I could name many more examples here, Gentle Reader, but that is not the point of this particular blogpost. It behooves me, instead, to suggest that there is something inherently amiss with this kind of individualized bubble existence that keeps us all so divided and separate from one another.
It is of course easy to blame capitalism, and I happen to do this with relish (ketchup and mustard, too. And a little salsa?) But there is something seriously wrong in a world where everyone has to feel so completely isolated and on their own in order to get anything done in their lives. Like find a job, for instance. While there is much about the West that I love and admire, we really tend to take individualism to an extreme. People become increasingly isolated and lonely in their pursuit of success and happiness because I have to do it my way. We all say this to ourselves and this lie is perpetually reinforced throughout our lives. But I think there is a different way. There has to be.
Somehow, we need to get it through our heads and into our hearts that none of us rises alone. We all rise together.
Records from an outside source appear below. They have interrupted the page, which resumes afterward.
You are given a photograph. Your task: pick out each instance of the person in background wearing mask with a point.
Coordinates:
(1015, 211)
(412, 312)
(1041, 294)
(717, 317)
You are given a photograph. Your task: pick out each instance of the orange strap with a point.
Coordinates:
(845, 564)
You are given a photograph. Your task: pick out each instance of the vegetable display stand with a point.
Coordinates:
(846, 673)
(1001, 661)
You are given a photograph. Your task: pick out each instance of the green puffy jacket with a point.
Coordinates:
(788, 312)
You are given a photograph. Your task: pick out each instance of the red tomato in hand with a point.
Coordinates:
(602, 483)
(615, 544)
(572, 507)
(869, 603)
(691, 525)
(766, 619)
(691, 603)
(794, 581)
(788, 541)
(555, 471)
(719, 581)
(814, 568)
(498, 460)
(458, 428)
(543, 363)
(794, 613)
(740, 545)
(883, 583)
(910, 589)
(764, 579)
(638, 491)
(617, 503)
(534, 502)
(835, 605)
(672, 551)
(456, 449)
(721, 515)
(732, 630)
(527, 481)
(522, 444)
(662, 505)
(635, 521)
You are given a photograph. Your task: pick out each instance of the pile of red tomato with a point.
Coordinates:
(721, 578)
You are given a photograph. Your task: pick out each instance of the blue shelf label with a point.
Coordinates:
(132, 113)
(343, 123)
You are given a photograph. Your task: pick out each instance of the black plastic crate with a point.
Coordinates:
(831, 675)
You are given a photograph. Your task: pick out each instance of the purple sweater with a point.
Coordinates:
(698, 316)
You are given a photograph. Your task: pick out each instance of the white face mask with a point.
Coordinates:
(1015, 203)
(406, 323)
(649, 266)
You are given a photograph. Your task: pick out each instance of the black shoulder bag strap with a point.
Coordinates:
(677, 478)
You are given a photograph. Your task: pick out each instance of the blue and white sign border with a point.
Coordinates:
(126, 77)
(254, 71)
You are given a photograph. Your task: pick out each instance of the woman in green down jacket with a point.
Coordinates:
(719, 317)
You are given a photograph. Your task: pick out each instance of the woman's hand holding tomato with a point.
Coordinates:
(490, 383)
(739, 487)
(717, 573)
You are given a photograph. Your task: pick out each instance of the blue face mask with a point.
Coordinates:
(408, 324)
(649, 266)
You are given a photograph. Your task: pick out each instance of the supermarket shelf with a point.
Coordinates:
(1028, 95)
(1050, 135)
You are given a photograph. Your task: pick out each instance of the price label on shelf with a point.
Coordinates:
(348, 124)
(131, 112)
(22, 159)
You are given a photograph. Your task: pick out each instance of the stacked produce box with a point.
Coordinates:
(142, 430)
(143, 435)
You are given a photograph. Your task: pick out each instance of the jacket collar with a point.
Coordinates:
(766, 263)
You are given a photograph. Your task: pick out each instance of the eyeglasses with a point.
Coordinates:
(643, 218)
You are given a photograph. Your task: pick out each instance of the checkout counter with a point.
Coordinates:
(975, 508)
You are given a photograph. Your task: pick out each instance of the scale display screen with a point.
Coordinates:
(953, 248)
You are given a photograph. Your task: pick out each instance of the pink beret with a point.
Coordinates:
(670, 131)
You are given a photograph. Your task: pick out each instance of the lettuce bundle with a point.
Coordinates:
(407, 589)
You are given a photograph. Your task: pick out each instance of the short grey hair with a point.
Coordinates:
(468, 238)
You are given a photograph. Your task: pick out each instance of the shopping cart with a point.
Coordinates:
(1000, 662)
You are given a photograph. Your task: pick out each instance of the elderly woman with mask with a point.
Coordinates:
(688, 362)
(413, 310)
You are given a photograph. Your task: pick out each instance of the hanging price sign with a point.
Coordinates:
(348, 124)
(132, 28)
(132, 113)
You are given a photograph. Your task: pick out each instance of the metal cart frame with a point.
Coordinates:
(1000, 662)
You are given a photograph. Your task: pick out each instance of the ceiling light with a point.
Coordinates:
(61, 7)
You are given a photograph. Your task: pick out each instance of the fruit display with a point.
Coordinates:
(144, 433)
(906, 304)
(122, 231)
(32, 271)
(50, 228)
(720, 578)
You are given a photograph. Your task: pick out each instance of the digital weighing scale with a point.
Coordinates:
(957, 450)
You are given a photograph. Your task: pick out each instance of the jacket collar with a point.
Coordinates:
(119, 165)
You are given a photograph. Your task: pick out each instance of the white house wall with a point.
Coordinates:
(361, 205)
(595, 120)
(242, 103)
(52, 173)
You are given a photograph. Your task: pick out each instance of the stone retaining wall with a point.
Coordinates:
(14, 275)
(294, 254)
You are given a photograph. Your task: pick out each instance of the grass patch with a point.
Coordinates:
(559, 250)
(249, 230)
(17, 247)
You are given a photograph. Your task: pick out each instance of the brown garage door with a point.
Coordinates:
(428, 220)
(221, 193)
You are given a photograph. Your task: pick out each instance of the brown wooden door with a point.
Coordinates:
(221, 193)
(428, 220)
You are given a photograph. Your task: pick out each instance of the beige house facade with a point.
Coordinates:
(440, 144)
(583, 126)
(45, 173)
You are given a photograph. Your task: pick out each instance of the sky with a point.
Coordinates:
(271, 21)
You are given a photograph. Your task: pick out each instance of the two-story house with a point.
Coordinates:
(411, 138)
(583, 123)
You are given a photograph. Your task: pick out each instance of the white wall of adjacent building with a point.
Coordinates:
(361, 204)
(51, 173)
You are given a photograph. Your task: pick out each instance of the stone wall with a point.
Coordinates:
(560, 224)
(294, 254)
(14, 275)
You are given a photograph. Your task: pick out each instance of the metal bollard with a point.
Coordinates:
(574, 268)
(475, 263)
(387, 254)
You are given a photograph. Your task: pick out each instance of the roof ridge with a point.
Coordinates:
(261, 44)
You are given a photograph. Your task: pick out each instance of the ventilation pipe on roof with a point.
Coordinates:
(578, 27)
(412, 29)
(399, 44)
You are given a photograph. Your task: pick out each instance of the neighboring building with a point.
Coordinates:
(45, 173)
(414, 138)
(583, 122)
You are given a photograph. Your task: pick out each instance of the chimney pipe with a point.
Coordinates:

This is what makes kindness so important. It doesn't necessarily break our bubbles but extends them and connects us to one another. I only began to do well in my job search, for example, when I found a competent and compassionate employment counsellor who was there for me and offered me not only her support but her friendship. And this has really branded upon me the supreme importance of sharing the load. We are all in this together.
Two recent examples: Yesterday, on the bus, on the way home, the young lady seated next to me asked me if we were on the number 14. I wasn't sure, so I asked the people seated across from us and they said yes, this is the number 14. I smiled and said "Teamwork. Yes!" and they all smiled in agreement. Today in the grocery checkout the woman behind me thought the seal was broken on the can of coffee she had purchased, then I told her the coffee she was smelling was coming from my knapsack as I had just bought fresh ground beans from Bean Around the World. We had a friendly chat and I think the load was lightened for both of us.
We are in this together and we can use kindness to make this idea more real and effective, even through very small steps and gestures.
That's right, Gentle Reader. Kindness.